Азиатский музей, в котором давно уже музейного было мало, а хранились только книги и восточные рукописи, находился тогда в старом помещении у главного здания Академии Наук в Таможенном переулке, напротив Музея антропологии и этнографии. Для многих оно было новым, так как музей только года за два до этого переехал сюда из прежнего помещения в другом крыле того же академического здания.

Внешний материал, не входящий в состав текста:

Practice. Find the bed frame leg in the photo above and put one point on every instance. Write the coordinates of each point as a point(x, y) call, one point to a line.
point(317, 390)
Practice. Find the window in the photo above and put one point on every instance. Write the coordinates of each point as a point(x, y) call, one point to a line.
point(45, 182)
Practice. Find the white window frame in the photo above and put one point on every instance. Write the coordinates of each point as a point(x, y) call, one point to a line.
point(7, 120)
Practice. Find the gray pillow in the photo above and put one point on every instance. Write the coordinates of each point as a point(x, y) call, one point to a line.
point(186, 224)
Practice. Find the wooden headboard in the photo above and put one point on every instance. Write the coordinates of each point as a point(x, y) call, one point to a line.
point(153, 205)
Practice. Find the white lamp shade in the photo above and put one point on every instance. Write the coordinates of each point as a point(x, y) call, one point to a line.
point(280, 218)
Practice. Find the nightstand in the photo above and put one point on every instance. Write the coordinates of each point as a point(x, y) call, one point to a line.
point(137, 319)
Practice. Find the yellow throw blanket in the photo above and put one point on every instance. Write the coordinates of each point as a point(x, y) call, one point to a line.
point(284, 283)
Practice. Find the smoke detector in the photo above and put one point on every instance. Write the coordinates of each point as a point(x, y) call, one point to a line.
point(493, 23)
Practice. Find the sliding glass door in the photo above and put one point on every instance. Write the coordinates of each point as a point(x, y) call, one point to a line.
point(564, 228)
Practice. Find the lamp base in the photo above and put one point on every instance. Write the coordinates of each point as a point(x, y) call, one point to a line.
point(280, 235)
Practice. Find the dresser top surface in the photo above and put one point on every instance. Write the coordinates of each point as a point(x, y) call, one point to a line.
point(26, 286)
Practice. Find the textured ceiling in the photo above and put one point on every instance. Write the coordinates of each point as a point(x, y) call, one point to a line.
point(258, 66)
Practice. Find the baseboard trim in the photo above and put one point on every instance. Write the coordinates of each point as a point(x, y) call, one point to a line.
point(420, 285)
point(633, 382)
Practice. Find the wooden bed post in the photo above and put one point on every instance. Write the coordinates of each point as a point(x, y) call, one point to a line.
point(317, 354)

Служитель, в обычной тогда академической форме, повесил мое пальто и, поднявшись на несколько ступенек, открыл дверь в комнату направо от входа. В полутьме я плохо разглядел ее сразу. Почти всю ее занимал громадный квадратный стол слева от дверей, за которым никого теперь не было. У противоположной входу стороны стоял низкий, но очень широкий шкаф с бесчисленными отделениями алфавитного карточного каталога, а за ним, как бы на кафедре, возвышалась громадная конторка; там даже днем всегда было темно и во время занятий постоянно горела настольная электрическая лампа.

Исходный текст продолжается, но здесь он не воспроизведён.